Ce type d'équilibre paradoxal peut rester stable dans la mesure où les gouvernements jouent un rôle marginal, permettant aux gens de s'organiser en fonction de leurs propres valeurs, comme le prône le libéralisme. Cependant, dans la mesure où le gouvernement devient le principal fournisseur de services, notamment d'un enseignement public gratuit et universel, il est nécessaire de décider quelles perspectives de valeurs guideront ses actions. La solution libérale a favorisé la pacification sociale, mais par le biais d'une distribution très inégale des avantages qui génère une forte concentration des revenus. L'alternative sociale-démocrate trouvée au milieu du 20e siècle était que l'État devait fournir des services de base, ou du moins les réglementer de manière à ce qu'il y ait un large accès à la santé et à l'éducation, conditions de base pour la prospérité des sociétés dont l'économie exige une participation intense de professionnels spécialisés.

Ce n'est pas un hasard si une bonne partie des conflits idéologiques actuels se concentrent sur la manière dont les systèmes d'enseignement public doivent traiter les différents préjugés qui imprègnent la société et qui ont été en quelque sorte stabilisés dans la mesure où la solution trouvée était la solution libérale consistant à ne pas heurter la morale dominante, afin qu'un gouvernement électif et parlementaire ne puisse pas entrer dans les effondrements de la paralysie totale ou de la guerre civile. Gargarella nous montre que l'alliance libérale-conservatrice est une caractéristique très forte du constitutionnalisme latino-américain (et pas seulement de celui-ci), mais nous pouvons observer en plusieurs endroits que la rupture du respect implicite des préjugés traditionnels a immensément élevé les tensions politiques contemporaines (Gargarella, 2011).

Qu'en résultera-t-il ? Nous ne savons pas. Personne ne peut prédire l'avenir.

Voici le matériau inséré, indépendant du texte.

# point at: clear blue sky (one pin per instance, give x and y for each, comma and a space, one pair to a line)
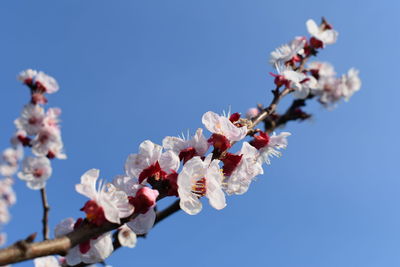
136, 70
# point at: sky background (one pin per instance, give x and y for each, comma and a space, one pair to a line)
136, 70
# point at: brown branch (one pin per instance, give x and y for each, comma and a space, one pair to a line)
161, 215
46, 209
61, 245
293, 113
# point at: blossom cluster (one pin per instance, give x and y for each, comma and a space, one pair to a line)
35, 128
186, 167
39, 129
190, 168
194, 167
318, 78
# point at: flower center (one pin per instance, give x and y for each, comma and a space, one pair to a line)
199, 188
38, 172
94, 212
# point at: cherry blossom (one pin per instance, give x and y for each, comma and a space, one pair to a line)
106, 202
200, 178
321, 70
249, 167
3, 238
39, 81
4, 213
187, 148
35, 171
288, 53
151, 162
252, 113
126, 237
6, 191
142, 198
31, 120
323, 33
9, 162
299, 82
268, 146
92, 251
350, 83
49, 261
48, 143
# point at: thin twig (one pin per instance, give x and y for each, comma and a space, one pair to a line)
46, 209
62, 244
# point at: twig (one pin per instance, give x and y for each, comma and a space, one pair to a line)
62, 244
46, 209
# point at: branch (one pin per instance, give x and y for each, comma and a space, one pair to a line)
61, 245
46, 209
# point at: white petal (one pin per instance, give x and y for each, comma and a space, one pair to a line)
87, 187
312, 27
214, 191
126, 237
143, 222
169, 161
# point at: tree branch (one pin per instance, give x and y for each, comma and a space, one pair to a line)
61, 245
46, 209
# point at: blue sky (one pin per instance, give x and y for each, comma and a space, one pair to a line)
136, 70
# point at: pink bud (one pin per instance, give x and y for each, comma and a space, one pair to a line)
144, 200
252, 112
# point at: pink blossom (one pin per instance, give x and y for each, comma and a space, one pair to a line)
151, 162
187, 148
35, 171
200, 178
39, 81
323, 33
106, 202
92, 251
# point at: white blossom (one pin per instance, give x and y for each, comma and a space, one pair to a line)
276, 142
248, 168
150, 156
143, 221
6, 191
200, 178
126, 237
3, 240
95, 250
4, 213
31, 120
48, 142
350, 83
287, 52
9, 161
178, 145
114, 203
222, 125
35, 171
39, 79
326, 36
49, 261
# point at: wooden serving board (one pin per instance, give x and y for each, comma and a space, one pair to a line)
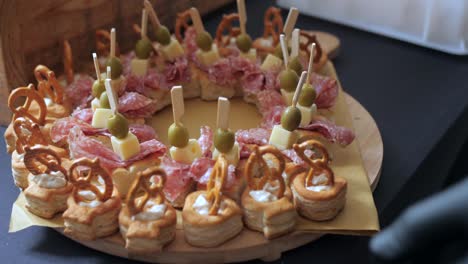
249, 244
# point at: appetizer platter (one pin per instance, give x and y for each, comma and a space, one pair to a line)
111, 158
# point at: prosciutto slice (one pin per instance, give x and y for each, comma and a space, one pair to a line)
82, 146
332, 132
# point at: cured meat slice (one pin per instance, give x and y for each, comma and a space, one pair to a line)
79, 91
83, 146
331, 131
206, 141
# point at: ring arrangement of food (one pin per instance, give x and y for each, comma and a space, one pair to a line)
81, 149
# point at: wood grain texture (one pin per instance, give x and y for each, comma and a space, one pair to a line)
249, 244
31, 33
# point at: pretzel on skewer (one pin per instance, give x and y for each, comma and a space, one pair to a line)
47, 84
182, 24
215, 184
68, 61
153, 191
226, 26
30, 95
43, 159
103, 43
269, 174
273, 27
27, 134
84, 173
318, 161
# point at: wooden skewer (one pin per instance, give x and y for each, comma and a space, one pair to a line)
284, 49
311, 62
196, 19
111, 95
222, 120
112, 51
144, 23
96, 67
242, 15
295, 43
152, 14
108, 72
299, 89
177, 98
290, 21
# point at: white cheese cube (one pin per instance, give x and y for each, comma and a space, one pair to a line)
186, 154
139, 67
307, 113
282, 138
95, 104
271, 62
100, 117
207, 58
232, 156
126, 147
173, 50
287, 96
250, 55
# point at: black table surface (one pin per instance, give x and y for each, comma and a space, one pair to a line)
418, 97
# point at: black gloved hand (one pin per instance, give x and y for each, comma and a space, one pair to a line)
426, 227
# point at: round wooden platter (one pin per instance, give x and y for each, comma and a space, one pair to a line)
248, 244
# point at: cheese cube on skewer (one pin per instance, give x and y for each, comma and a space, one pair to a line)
282, 138
186, 154
173, 50
140, 67
100, 117
232, 156
126, 147
307, 113
95, 104
271, 62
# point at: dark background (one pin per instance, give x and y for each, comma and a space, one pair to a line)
418, 97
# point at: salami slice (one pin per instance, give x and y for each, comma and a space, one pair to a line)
331, 131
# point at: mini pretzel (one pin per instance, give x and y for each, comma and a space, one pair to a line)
68, 61
82, 173
257, 161
103, 43
318, 164
182, 24
215, 184
47, 84
31, 95
43, 160
151, 191
226, 25
27, 134
273, 24
305, 46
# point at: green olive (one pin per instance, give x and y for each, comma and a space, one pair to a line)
308, 95
244, 42
278, 52
163, 36
98, 88
204, 41
116, 67
104, 101
118, 125
223, 140
295, 64
291, 118
143, 48
178, 135
288, 80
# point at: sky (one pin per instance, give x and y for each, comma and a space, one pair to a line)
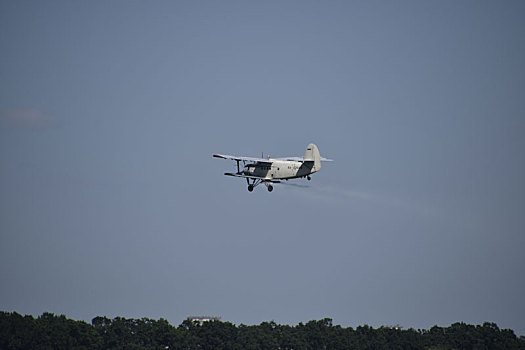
112, 205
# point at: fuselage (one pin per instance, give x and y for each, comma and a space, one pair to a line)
280, 170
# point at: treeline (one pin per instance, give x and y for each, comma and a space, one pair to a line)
50, 331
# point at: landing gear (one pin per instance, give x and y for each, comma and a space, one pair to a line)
255, 182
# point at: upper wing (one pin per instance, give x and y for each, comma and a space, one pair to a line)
301, 159
248, 159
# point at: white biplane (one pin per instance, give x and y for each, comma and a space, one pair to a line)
268, 170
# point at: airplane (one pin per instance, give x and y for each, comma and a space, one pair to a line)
271, 170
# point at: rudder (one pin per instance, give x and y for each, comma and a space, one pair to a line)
312, 155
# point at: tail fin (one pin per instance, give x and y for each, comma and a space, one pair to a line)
312, 155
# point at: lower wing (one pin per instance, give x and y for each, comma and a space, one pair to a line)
252, 177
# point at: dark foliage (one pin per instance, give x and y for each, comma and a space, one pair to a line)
57, 332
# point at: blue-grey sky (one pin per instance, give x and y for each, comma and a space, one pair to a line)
111, 204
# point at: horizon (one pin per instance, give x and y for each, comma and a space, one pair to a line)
111, 202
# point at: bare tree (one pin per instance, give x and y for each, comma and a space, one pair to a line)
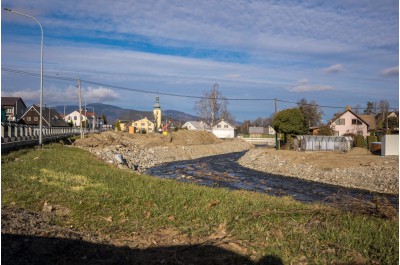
213, 106
312, 112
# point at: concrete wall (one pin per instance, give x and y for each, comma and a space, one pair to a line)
390, 145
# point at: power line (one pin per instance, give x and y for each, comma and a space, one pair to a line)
64, 78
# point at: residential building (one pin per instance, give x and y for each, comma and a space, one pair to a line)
257, 132
349, 122
143, 125
14, 108
196, 126
50, 117
224, 129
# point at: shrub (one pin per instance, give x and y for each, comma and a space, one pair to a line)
360, 141
371, 139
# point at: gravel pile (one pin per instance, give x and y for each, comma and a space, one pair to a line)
382, 176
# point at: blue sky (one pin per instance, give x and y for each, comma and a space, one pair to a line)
337, 53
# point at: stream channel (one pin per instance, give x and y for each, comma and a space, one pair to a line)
224, 171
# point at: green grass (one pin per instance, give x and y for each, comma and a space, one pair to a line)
97, 192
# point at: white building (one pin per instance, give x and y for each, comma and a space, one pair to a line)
224, 129
90, 117
196, 126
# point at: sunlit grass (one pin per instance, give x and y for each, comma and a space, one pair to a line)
108, 200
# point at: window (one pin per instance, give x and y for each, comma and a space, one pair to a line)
340, 122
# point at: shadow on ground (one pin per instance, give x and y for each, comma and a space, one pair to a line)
20, 249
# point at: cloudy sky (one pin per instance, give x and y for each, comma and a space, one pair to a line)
337, 53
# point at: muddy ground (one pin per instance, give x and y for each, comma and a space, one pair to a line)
33, 238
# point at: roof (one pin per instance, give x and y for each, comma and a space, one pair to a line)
199, 125
257, 130
223, 121
370, 120
10, 101
338, 115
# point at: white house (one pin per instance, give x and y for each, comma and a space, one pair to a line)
90, 116
196, 126
349, 122
224, 129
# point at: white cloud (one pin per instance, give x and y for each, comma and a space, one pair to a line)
392, 71
100, 94
304, 86
333, 69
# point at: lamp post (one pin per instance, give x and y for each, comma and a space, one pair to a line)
41, 71
94, 118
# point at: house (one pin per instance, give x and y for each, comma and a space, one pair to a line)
256, 132
73, 118
349, 122
143, 126
124, 124
224, 129
87, 116
196, 126
14, 108
50, 117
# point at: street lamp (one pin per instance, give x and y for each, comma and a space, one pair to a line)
94, 118
41, 71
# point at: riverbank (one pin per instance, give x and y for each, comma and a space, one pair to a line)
61, 198
355, 169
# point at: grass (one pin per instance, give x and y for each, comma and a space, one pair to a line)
108, 200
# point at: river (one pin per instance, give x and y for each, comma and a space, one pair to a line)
224, 171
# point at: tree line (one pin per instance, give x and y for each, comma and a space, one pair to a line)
213, 106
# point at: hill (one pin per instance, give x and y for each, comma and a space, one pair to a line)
113, 113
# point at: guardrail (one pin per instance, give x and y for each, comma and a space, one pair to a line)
17, 135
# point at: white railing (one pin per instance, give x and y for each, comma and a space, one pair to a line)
13, 134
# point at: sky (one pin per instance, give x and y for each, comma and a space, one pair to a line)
336, 53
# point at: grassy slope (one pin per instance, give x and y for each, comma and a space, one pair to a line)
97, 193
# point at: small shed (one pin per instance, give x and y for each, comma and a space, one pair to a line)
323, 143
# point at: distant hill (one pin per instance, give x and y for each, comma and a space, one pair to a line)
113, 113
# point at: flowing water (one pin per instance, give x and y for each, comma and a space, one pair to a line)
224, 171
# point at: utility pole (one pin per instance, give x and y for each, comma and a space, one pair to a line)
276, 133
80, 106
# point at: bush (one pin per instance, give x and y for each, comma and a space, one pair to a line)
360, 141
371, 139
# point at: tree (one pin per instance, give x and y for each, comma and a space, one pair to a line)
290, 121
213, 106
104, 118
325, 130
244, 128
370, 108
117, 126
312, 112
393, 123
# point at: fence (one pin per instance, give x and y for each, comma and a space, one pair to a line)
15, 135
323, 143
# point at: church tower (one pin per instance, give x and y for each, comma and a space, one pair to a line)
157, 114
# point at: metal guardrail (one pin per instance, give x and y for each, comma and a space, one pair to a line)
18, 135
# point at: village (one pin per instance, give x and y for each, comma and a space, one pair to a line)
345, 130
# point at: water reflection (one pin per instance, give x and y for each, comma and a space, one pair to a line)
224, 171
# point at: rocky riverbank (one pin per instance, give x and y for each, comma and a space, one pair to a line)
356, 169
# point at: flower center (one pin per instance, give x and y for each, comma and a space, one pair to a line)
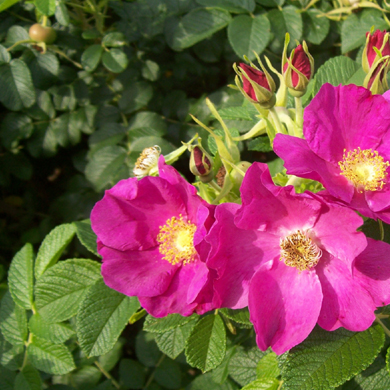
299, 251
176, 239
365, 169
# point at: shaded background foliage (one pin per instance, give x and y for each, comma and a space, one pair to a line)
122, 76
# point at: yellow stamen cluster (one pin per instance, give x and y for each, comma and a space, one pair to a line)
176, 239
299, 251
146, 161
365, 169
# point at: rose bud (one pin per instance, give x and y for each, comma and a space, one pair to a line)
200, 164
147, 161
376, 79
379, 41
297, 69
257, 86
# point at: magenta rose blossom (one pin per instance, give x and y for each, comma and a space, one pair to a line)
346, 148
151, 238
295, 260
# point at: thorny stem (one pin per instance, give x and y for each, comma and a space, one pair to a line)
381, 230
27, 343
275, 118
385, 329
107, 375
150, 379
299, 112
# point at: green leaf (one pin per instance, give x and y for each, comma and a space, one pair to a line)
103, 166
263, 384
221, 373
172, 342
286, 20
5, 57
7, 379
15, 127
86, 235
4, 4
62, 288
315, 29
171, 321
168, 374
91, 57
243, 365
21, 277
206, 382
115, 60
52, 247
341, 353
146, 349
13, 321
354, 28
146, 123
62, 14
337, 70
195, 26
135, 97
16, 87
131, 374
150, 70
52, 358
268, 367
114, 39
234, 6
28, 379
46, 7
109, 360
102, 316
86, 378
248, 35
240, 315
206, 346
11, 356
56, 333
260, 144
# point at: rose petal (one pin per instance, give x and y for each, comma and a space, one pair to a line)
335, 230
131, 213
299, 160
175, 298
372, 270
334, 120
236, 254
284, 305
136, 273
346, 303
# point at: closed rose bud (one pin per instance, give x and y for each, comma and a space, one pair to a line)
200, 164
257, 86
376, 79
297, 69
380, 41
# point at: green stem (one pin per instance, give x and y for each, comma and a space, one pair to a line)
386, 330
107, 375
150, 379
137, 316
20, 42
299, 112
61, 53
278, 126
381, 230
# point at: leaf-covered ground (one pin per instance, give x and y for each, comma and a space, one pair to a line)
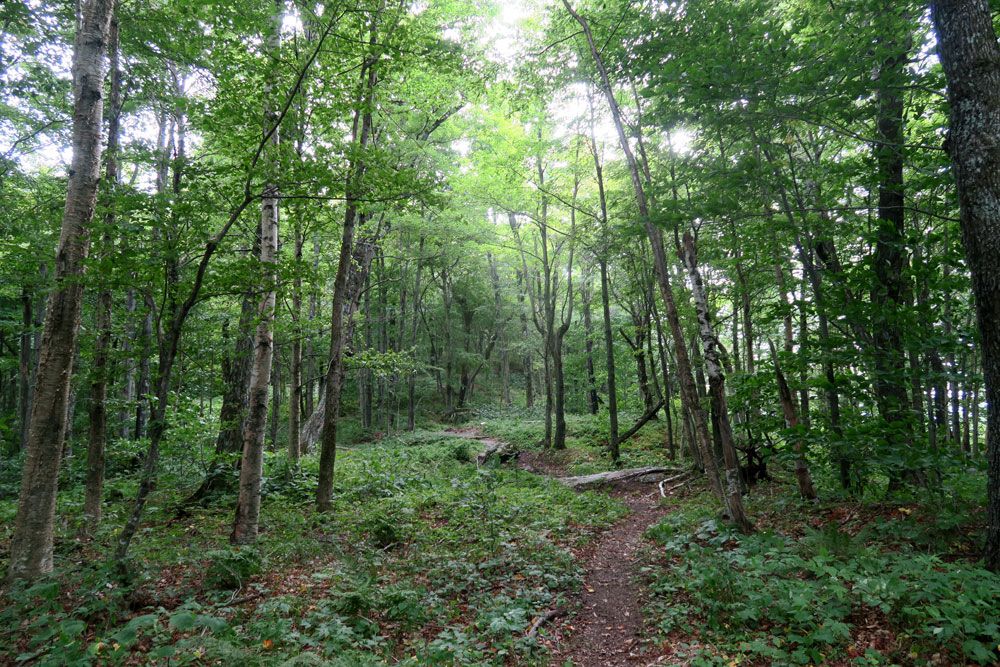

Il n'est ni inévitable ni impossible que les tensions apparues dans les sociétés contemporaines déclenchent une guerre purificatrice visant à construire une unité qui réduira les tensions et rendra possible une justification métaphysique des gouvernements.

La philosophie a-t-elle quelque chose à voir avec cette question ? La philosophie contemporaine ne se présente pas comme un moyen de dire ce qu'est le bien absolu et objectif, ce qui était la prétention métaphysique des Grecs, reprise par les modernes. « Le mot était beau et allait naître, mais la racine a pourri » (Nejar, 2003) et ce qui reste au discours philosophique, c'est de nous aider à percevoir plus clairement les manières dont nos visions du monde sont structurées et conditionnent notre capacité à établir des relations sociales compatibles avec les principes que nous forgeons. Peut-être même que ce sens inventé nous aidera, comme le disait mon regretté ami Miroslav Milovic, à trouver des alternatives qui nous permettent de « repenser ou, pour mieux dire, d'inventer le monde » (Milovic, 2005). Mais nous ne le ferons pas en multipliant les illusions sur une nature ultime des choses qui projette, dans la structure du monde, nos propres valeurs.

À la suite du João qui a inspiré Antônio (Belchior, 1976a), nous devons forger une pensée qui n'est qu'une lame de couteau qui chante a palo seco « dans un désert sans ombre où la voix ne dispose que de ce qu'elle met elle-même » (Melo Neto, 1994b; c). « La raison que tu ne me donnes pas, je la crée « (Nejar, 2003) à partir de l'aridité d'un monde dépouillé de significations immanentes, mais que nous peuplons de notre chant, suivant le choix « d'employer le sec parce qu'il est plus fort » (Melo Neto, 1994c).